Du meinst in dem Moment wo ich ein Bild aus meinem Temp-Ordner irgendwoanders hin verschiebe ändert sich irgendwas?
Das ist doch absurd, und genau das wollte René doch aufzeigen: Das Internet basiert auf dem Kopieren – und da digitale Kopien nunmal mit dem Original (absolut) identisch sind kann man das Copyright (in seiner herkömmlichen Form) darauf nicht anwenden. Basta…
@Simon
@Rene
Daniel hat Recht.
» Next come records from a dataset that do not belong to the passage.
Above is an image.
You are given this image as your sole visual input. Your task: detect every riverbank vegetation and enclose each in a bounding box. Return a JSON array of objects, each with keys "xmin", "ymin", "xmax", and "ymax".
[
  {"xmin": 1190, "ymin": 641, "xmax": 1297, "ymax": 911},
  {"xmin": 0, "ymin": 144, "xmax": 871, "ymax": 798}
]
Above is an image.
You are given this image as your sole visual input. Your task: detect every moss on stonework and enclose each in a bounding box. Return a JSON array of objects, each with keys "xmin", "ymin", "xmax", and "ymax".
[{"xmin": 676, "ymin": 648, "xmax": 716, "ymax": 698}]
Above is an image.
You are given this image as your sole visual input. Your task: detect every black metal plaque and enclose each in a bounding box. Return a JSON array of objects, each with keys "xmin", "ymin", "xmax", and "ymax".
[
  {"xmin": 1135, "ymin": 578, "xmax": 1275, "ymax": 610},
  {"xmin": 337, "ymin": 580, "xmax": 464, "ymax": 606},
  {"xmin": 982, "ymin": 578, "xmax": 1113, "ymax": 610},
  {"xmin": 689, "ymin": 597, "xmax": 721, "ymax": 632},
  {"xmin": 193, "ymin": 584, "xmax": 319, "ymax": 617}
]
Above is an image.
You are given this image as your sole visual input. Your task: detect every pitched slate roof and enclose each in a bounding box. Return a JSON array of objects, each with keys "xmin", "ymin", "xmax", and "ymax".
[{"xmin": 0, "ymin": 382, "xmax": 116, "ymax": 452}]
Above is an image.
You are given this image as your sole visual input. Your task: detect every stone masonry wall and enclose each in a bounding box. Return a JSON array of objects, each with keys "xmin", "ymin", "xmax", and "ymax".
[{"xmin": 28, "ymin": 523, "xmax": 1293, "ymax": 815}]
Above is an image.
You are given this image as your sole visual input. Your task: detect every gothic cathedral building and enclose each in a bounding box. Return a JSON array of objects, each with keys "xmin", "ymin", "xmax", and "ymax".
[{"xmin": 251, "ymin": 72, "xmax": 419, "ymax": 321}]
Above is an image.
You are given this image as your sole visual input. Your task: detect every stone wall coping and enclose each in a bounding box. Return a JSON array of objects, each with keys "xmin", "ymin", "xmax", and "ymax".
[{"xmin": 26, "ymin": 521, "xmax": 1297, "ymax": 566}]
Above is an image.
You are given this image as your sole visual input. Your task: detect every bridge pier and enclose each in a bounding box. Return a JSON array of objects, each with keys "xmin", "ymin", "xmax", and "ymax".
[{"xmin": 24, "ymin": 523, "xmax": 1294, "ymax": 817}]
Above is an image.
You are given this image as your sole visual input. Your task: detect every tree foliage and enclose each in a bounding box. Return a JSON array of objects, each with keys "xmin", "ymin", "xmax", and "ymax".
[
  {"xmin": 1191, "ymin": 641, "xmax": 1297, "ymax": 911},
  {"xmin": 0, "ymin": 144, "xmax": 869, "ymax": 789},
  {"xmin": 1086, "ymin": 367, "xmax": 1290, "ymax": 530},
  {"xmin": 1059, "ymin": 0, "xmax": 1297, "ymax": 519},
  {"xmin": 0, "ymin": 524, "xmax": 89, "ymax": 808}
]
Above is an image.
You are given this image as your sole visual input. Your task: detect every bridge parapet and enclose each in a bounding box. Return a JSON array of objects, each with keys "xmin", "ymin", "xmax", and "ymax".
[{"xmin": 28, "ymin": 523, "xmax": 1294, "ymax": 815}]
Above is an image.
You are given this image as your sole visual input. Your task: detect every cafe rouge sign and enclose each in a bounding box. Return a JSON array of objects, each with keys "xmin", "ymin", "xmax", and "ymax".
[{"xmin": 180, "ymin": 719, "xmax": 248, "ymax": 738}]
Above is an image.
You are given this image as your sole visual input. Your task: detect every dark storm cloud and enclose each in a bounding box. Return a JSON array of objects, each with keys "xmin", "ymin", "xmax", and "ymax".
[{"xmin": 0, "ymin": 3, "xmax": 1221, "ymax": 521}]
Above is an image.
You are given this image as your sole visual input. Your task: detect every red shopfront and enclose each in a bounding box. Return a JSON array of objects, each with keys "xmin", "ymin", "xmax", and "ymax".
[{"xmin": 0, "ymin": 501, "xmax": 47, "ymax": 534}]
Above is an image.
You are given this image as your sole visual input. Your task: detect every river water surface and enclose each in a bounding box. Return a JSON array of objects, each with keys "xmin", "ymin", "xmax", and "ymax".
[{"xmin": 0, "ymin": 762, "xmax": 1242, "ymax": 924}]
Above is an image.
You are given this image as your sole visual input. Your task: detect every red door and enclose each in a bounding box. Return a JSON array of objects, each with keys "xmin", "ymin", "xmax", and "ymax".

Der Browsercache ist rechtlich etwas anderes als “Speichern unter”
UrhG
§ 44a Vorübergehende Vervielfältigungshandlungen
Zulässig sind vorübergehende Vervielfältigungshandlungen, die flüchtig oder begleitend sind und einen integralen und wesentlichen Teil eines technischen Verfahrens darstellen und deren alleiniger Zweck es ist,
1. eine Übertragung in einem Netz zwischen Dritten durch einen Vermittler oder
2. eine rechtmäßige Nutzung
eines Werkes oder sonstigen Schutzgegenstands zu ermöglichen, und die keine eigenständige wirtschaftliche Bedeutung haben.
Die Vorratsdatenspeicherung wird doch vorläufig auf Fälle beschränkt, in denen unmittelbare Gefahr für Leib und Leben besteht.
Die Horden von Nachtigallen trapsen sicher nicht aus dieser Richtung. Zumindest vorerst.
@simon:
Heho!
Nimmt man den gesunden Menschenverstand als Maßstab, ist das Quatsch, richtig.
Rein rechtlich macht es aber einen Unterschied, das mag einem Gefallen oder nicht. That’s the way it is, sorry.